Because if Jesus can have a bad day, what about us? What happens when a plea for good news, for hope, healing, hospitality, holiness comes to our doorstep? What happens when we hear the cry of the needy, the poor, the one in our life who just needs a good hug – and we have had a bad day. When we don’t feel generous, don’t feel compassion, are just too tired, too exhausted, too discouraged – what happens on those days?
Or maybe it’s a day when we are super busy, so focused that our listening skills are turned way down. What happens on those days?
All have experience of meeting a modern day Canaanite woman when we were not the Good news for her. When we did not offer the good news to the one who has asked it of us. Those were not our best of days. But do we, did we learn from it?
We have to remember that It is not possible for us to have all the answers. Not possible to fulfill every request or solve every problem. But we can remember: God desires all to be saved and so God’s saving, reconciling, liberating power is available for all people, in all places, at all times. We can remember that God ever leans towards us with love, mercy, justice and healing.
And maybe that can help us to hang in there a bit longer. The encounter between Jesus and the Canaanite woman lasted long that whatever the reason for Jesus’ words, she hung in there and got her good news. She got a seat at the table.
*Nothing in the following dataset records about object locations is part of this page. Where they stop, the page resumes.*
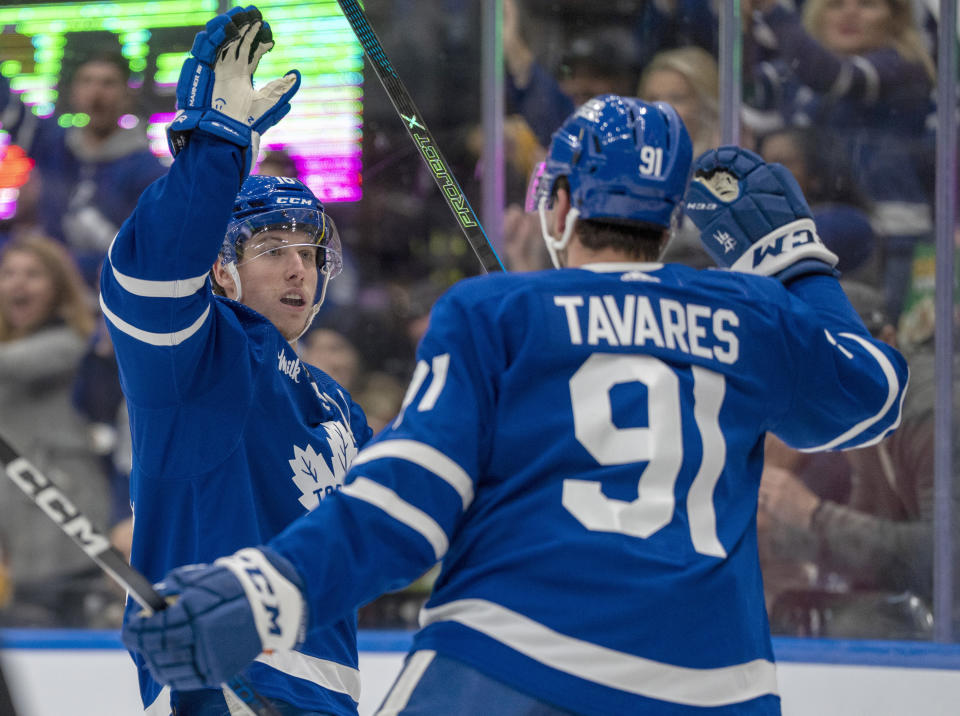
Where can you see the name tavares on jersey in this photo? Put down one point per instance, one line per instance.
(636, 320)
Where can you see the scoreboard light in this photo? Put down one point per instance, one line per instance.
(323, 131)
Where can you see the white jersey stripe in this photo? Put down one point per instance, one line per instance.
(406, 682)
(161, 704)
(154, 339)
(893, 389)
(328, 674)
(177, 288)
(633, 674)
(426, 457)
(390, 502)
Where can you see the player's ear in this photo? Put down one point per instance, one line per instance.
(561, 207)
(223, 283)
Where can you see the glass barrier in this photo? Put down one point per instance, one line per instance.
(847, 548)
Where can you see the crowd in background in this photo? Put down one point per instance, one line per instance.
(839, 91)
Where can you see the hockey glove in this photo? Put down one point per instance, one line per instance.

What happened next? Scripture is silent. But I am pretty sure she went home and said, “Did you hear the good news?”
And maybe that is part of the key of being Christian in the world, of being the good news for others – if we can engage just a little even if not our best moment – and then hang in to extend the conversation. If we can lean, even if only ever so slightly into other people’s life….
If we can do that, then people will find the Good News.
We don’t need to be perfect. We need to willing to lean.